As I’ve been exploring the idea our most challenging and repetitive intimate partner conflicts may be generated by our dueling partial cures, Freud’s discussion of dreams and compromise formations popped into my head in the middle of the night. The unbidden thought/question was: Is it possible what we can remember and report about a painful fight is really the waking dream equivalent of a dream’s manifest content? I recalled Freud’s view of dream work is that the dream we remember – the “manifest” dream is actually a compromise formation: a psychic product, symptom, symbol, or dream form that expresses simultaneously and partially satisfies both the unconscious impulse and the defense against it.” (For more on manifest versus latent contents, see link below.)

What gets our attention, what we fight about, is something we can think about. Something deeper, and sensed to be threatening at some level, remains hidden – latent – from consciousness . (see link below) The compromise formation is psyche’s camouflage tool.

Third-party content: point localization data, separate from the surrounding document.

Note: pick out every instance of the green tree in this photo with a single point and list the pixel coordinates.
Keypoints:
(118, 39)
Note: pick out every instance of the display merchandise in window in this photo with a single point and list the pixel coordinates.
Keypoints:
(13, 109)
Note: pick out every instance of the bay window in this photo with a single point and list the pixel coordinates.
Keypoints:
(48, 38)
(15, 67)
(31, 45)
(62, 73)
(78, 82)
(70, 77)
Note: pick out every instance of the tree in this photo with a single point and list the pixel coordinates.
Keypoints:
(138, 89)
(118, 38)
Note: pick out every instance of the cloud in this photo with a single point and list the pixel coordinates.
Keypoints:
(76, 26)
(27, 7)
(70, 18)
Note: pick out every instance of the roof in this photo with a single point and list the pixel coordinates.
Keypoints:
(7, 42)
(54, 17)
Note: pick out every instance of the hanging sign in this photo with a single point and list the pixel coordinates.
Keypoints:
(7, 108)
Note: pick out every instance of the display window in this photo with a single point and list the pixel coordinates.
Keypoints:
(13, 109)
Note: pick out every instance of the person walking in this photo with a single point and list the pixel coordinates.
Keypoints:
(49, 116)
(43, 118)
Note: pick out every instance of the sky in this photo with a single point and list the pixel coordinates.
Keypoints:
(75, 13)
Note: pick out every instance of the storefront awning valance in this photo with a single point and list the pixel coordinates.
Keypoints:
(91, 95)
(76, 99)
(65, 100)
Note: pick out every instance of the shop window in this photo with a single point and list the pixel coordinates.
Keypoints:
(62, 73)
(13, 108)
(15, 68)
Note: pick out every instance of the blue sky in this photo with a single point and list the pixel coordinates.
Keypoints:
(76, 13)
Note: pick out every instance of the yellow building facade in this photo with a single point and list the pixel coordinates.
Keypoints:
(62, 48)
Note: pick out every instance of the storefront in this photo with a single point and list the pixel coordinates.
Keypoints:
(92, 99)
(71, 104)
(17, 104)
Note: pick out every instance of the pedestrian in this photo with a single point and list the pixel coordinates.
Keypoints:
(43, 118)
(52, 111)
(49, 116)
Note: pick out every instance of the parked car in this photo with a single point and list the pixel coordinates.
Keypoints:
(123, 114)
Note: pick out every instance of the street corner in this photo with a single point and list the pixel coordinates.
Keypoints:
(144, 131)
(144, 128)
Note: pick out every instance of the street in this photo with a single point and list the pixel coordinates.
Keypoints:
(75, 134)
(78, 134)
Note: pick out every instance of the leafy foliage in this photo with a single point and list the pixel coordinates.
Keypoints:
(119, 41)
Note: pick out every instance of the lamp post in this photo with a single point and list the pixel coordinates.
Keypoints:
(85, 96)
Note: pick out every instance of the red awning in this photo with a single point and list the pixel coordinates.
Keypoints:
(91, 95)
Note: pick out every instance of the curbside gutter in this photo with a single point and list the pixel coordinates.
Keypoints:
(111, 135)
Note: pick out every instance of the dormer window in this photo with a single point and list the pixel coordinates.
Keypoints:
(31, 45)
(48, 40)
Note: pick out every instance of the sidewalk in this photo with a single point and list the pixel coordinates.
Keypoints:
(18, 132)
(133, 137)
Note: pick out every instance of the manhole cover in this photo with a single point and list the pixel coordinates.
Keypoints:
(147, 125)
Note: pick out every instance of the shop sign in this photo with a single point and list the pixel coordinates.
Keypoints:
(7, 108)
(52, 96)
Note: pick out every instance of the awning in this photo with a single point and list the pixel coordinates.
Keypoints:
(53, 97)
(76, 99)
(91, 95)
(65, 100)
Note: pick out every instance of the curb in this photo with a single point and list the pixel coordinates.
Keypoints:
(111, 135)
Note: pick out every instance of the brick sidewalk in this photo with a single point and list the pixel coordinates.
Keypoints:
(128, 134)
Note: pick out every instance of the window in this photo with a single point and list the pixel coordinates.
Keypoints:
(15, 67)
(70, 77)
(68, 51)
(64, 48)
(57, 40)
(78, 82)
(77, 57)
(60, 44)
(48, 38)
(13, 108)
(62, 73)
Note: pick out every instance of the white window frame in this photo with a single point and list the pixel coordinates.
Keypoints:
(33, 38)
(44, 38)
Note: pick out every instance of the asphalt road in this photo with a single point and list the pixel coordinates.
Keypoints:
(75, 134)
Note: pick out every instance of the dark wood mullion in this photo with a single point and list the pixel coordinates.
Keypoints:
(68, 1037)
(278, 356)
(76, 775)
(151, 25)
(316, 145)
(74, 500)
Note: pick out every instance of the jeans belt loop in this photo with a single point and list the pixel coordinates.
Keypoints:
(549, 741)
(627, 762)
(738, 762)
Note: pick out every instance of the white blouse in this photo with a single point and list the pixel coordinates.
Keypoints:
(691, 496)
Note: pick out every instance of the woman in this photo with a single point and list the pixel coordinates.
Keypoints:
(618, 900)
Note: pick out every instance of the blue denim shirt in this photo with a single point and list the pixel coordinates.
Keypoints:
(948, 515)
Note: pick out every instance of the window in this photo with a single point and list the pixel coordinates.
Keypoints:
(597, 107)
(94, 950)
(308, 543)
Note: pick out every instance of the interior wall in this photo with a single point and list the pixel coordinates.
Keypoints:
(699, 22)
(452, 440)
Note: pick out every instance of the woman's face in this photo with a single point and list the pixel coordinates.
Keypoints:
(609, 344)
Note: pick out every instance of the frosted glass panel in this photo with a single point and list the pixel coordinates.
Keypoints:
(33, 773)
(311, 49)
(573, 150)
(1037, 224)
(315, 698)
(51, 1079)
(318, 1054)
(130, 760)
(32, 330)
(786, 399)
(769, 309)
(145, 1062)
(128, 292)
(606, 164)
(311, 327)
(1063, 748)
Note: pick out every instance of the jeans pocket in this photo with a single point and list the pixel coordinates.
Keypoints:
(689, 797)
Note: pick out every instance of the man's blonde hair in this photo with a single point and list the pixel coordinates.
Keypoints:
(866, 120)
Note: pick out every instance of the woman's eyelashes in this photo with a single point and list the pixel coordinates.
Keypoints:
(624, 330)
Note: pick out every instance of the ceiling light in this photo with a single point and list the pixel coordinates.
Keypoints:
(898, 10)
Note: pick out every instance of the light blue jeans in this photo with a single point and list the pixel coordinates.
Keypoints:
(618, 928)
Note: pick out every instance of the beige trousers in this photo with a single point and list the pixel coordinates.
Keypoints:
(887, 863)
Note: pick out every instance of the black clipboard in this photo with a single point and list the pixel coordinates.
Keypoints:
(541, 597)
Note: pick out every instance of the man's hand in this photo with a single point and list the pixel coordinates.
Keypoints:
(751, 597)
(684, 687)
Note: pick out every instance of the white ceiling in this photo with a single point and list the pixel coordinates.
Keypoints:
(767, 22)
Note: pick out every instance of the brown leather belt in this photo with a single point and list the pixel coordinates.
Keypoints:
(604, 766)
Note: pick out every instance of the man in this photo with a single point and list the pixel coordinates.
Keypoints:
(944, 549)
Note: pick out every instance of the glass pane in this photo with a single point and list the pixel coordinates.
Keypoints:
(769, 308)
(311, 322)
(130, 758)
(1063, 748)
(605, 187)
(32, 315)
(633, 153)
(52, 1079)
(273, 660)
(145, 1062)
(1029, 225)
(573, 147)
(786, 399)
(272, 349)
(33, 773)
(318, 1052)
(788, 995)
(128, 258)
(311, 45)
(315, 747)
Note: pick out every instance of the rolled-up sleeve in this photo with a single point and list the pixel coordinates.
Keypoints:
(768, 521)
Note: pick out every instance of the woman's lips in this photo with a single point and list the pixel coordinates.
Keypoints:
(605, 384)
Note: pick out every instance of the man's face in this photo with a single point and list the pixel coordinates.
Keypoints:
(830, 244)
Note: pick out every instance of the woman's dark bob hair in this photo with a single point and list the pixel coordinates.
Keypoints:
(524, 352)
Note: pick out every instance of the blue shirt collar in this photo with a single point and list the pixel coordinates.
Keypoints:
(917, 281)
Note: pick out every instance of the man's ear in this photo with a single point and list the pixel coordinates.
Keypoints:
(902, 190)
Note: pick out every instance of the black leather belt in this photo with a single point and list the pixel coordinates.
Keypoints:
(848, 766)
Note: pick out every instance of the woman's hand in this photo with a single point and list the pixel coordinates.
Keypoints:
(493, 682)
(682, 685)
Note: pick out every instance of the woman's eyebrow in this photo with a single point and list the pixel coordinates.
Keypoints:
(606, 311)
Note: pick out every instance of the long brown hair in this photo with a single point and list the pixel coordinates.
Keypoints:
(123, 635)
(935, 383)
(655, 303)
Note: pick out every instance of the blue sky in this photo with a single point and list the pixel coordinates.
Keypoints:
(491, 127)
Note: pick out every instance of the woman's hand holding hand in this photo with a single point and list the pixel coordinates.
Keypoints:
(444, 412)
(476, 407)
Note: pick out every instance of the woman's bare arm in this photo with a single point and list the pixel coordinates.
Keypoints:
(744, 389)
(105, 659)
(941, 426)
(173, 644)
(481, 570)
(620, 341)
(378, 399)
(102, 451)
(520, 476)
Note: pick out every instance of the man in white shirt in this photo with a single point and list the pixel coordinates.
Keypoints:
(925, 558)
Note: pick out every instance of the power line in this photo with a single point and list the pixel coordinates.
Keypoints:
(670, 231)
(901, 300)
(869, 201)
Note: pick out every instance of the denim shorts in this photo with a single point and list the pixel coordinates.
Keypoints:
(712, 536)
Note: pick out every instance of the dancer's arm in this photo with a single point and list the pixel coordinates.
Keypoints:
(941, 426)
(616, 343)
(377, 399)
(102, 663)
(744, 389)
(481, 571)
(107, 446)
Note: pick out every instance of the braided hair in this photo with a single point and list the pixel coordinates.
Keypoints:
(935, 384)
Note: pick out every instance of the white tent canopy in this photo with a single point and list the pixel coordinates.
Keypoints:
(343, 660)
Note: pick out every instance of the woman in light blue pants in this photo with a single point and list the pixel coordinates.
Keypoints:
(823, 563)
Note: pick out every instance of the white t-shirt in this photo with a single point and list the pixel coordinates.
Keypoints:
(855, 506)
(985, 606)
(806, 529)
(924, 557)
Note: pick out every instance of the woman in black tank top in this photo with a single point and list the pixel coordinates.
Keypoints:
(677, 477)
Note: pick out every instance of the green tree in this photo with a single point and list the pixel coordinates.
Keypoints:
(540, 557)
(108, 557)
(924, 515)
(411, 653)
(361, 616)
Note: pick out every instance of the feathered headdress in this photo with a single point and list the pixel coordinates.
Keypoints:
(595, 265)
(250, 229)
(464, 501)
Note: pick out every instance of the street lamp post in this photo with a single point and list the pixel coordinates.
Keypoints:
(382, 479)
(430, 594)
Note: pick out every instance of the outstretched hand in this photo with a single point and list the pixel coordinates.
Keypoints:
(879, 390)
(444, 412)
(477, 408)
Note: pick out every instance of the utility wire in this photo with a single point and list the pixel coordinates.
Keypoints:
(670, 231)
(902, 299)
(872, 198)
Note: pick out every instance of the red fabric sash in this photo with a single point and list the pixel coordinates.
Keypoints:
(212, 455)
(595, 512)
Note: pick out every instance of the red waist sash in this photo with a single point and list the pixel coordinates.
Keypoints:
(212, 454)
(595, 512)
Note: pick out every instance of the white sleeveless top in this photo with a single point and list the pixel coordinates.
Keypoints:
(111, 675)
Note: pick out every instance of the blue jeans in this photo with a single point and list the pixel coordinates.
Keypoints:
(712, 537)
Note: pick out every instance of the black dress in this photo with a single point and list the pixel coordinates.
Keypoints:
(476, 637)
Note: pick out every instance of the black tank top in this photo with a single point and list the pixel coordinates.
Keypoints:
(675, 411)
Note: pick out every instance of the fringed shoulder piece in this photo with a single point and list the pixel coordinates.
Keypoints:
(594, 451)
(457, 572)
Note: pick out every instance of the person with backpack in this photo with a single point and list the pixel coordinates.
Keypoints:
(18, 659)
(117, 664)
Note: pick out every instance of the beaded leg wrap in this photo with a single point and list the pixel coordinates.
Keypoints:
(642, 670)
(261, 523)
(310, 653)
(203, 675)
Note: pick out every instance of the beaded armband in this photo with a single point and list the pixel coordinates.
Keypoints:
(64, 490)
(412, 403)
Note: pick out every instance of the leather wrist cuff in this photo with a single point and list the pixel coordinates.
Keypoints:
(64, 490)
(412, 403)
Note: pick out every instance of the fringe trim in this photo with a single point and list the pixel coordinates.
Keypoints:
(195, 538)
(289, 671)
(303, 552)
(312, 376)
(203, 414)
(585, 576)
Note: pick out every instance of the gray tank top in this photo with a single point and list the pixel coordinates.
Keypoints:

So what about the unconscious impulse and the defense against it? The Wilkinson discussion of micro-fractures in communication comes to mind. Micro-fractures as manifest content carry a charge reflective of a compromise formation dynamic at work. Through the opening/piercing they provide, something unintended is shown to us. What is being shown at some level can be thought of as an out-picturing of “raw material from the patient’s internal world and history.” As compromise formations, these spontaneously expressed offerings can become the engine of self – other analysis. Note it is best to recognize by definition that what is being revealed is wearing camouflage, and all parties want to respect the dynamics at play to keep hidden the true meaning until the conditions are favorable.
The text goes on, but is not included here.